Hilfe im Krieg: Die Städtepartnerschaft zwischen Gudensberg und Shchyrets hat sich in Zeiten der Not intensiviert.
Alle Pläne wurden seit Beginn der Invasion auf Eis gelegt. In Shchyrets herrscht Ausnahmezustand. Bereits Mitte Februar hatte die ukrainische Stadt vorsorgliche Evakuierungspläne für öffentliche Einrichtungen, insbesondere für die Schulen, erstellt. Die Bürger hatten Wasservorräte angelegt und die Kinder übten, bei Sirenengeheul zu Versammlungsplätzen zu gehen. Wenige Tage später wurden die düsteren Vorhersagen Wirklichkeit.
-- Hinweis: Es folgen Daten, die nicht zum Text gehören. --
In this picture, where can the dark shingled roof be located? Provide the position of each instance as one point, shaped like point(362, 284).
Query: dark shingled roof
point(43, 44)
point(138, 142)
Die russische Armee marschierte in die Ukraine ein.
Shchyrets ist seit 2016 Partner von Gudensberg in Nordhessen. Beide Städte sind ähnlich groß bzw. gleich klein. Gudensberg in Deutschland hat etwa 10.000 Einwohner und Shchyrets knapp 6.000. Neben regem Kulturaustausch, Jugendbegegnungen oder politischen Gremien seien durch diese Partnerschaft innerhalb kurzer Zeit zahlreiche lokale Projekte entstanden, sagt Eberhardt Kettlitz, Koordinator für kommunale Entwicklungspolitik in Gudensberg. „Wir haben die sogenannten Schnellstartpakete des Bundesministeriums für wirtschaftliche Zusammenarbeit und Entwicklung genutzt und gemeinsam mit unseren Partnern in Shchyrets erarbeitet, wo wir helfen können. Schnell wurde klar, dass nicht nur Finanzierung, sondern vor allem Know-how, also Know-how-Transfer und Erfahrungsaustausch benötigt werden. Dies spielte beim Ausbau der Freiwilligen Feuerwehr in der ukrainischen Stadt eine Rolle und war besonders wichtig beim Aufbau einer zentralen Trinkwasserversorgung und dem Bau einer Kanalisation. Kurz vor dem Krieg wurde das Gebiet von Shchyrets mit Hilfe von Gudensberg topographisch vermessen und kartiert. Dies bildete eine Grundlage für die weitere Entwicklung der Stadt in der Oblast Lemberg im Westen des Landes.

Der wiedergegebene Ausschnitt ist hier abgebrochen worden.